The attractions moving to Genie+ are Space Mountain (Magic Kingdom), Frozen Ever After (Epcot), Mickey & Minnie's Runaway Railway (Hollywood Studios) and Expedition Everest (Animal Kingdom).  Remy's Ratatouille Adventure at Epcot was formerly an ILL that is also moving to Genie+ for this time period (and perhaps beyond). That leaves just one ILL attraction at each park - Seven Dwarfs Mine Train (Magic Kingdom), Guardians of the Galaxy: Cosmic Rewind (Epcot), Star Wars Rise of the Resistance (Hollywood Studios) and Avatar Flight of Passage (Animal Kingdom).

 


You might be wondering why this change is being made.  The attractions being moved to Genie+ are the "lesser" of the two ILL attractions at each park - this isn't a controversial statement.  Even so, it's not as if Disney was losing money by having them priced individually.  As long as SOME people were purchasing them, that was simply pure profit for Disney. So why would they choose to give that up?


The answer is likely in the customer satisfaction with the Genie+ system.  If Disney is trying to sell Genie+ to the average guest (and they are!), they want people to come away satisfied with the system.  This is already a tough sell to any guest who had been to Walt Disney World in recent years, as it effectively is a replacement for the FastPass+ system, which, as you probably know, was included with the cost of your ticket.  So any paid system was going to receive some push back, often via online communities.


But Genie+ is what we have, like it or not.  By moving these attractions during the busiest time of year, Disney had a sample of guest utilization as well as guest feedback.  If you're paying $15 per person per day to use Genie+, the question is what are you getting for your money?  When the parks were very crowded, there have been horror stories of people only being able to ride two or three attractions with Genie+.  That's not exactly a point in its favor.  This is less of a problem during less busy times, but with Spring Break and Easter coming up, Disney is getting ahead of this issue (though one wonders why they didn't make this change before President's Week, one of the most crowded weeks of the year).


So how does this change make Genie+ more functional?  The simple answer is that the more attractions that are available, the more guests can use the service and pick up Genie+ reservations throughout the day.  This is one of the reasons why Genie+ is easier and more useful at Disneyland, where there are fewer parks but more attractions per park.  Even one more attraction per park at WDW can make a difference in availability throughout the day.
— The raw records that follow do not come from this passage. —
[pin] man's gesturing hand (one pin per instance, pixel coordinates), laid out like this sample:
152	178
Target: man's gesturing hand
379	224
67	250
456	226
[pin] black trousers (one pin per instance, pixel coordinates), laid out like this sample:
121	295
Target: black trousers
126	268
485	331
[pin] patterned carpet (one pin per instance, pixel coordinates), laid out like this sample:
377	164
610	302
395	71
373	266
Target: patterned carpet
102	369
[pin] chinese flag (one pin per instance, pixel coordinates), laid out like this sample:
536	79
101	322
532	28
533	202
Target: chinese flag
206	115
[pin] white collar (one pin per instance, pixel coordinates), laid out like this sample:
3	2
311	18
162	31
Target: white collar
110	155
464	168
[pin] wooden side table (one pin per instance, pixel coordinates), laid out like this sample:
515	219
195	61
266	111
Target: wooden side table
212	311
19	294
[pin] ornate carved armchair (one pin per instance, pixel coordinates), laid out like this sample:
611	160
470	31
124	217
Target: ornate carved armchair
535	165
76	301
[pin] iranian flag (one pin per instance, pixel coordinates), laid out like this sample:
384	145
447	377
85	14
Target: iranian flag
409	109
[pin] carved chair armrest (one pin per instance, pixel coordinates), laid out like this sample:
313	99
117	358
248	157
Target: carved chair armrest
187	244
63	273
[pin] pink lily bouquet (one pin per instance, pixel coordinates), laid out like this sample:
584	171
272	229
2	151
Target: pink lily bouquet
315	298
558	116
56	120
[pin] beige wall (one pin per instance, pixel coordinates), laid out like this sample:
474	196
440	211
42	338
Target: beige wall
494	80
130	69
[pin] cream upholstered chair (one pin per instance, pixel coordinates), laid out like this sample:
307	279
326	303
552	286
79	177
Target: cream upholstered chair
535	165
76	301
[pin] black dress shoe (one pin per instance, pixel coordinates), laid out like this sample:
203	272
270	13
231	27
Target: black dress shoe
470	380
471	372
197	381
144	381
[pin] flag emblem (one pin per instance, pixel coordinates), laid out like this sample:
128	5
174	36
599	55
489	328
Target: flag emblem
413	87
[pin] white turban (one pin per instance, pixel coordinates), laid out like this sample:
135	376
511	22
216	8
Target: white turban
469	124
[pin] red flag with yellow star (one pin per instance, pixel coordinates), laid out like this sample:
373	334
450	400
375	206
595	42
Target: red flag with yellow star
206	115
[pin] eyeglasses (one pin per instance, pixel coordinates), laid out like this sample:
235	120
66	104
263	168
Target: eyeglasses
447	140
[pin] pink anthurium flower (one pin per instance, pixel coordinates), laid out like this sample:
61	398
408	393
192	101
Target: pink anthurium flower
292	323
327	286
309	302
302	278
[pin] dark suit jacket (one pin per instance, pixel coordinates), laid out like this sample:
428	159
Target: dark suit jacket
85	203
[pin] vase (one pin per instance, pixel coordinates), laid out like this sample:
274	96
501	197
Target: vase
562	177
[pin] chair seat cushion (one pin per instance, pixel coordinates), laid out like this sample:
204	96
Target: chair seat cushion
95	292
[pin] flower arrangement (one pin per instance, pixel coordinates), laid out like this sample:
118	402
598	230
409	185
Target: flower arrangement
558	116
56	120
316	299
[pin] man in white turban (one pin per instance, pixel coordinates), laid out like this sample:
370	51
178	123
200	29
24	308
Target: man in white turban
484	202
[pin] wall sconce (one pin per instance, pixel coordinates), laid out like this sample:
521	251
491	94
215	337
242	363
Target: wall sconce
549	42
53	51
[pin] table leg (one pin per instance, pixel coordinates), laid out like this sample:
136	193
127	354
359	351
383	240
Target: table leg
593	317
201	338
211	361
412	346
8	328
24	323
The park that should benefit most from this change is Hollywood Studios, which has a top heavy attraction lineup.  Slinky Dog Dash, for example, has run out of return times very early in the day, meaning that if you didn't jump on that one right at 7:00 a.m., you would likely not have a chance to ride it via Genie+.  Having Runaway Railway there now should spread out demand between these rides, leaving both of them with more availability throughout the day.  Animal Kingdom should also benefit from this change since it is the park with the fewest rides, though it's a moot point until Expedition Everest comes back from refurbishment.


Disney has plenty of data regarding Genie+ and seeing them make changes here is not surprising.  I'm sure this won't be the last one.  They are looking for an optimal adoption rate, where enough guests purchase it to make it worthwhile but not TOO many guests purchase it or it loses functionality.  If they're making this change, you can bet the bottom line is always behind it.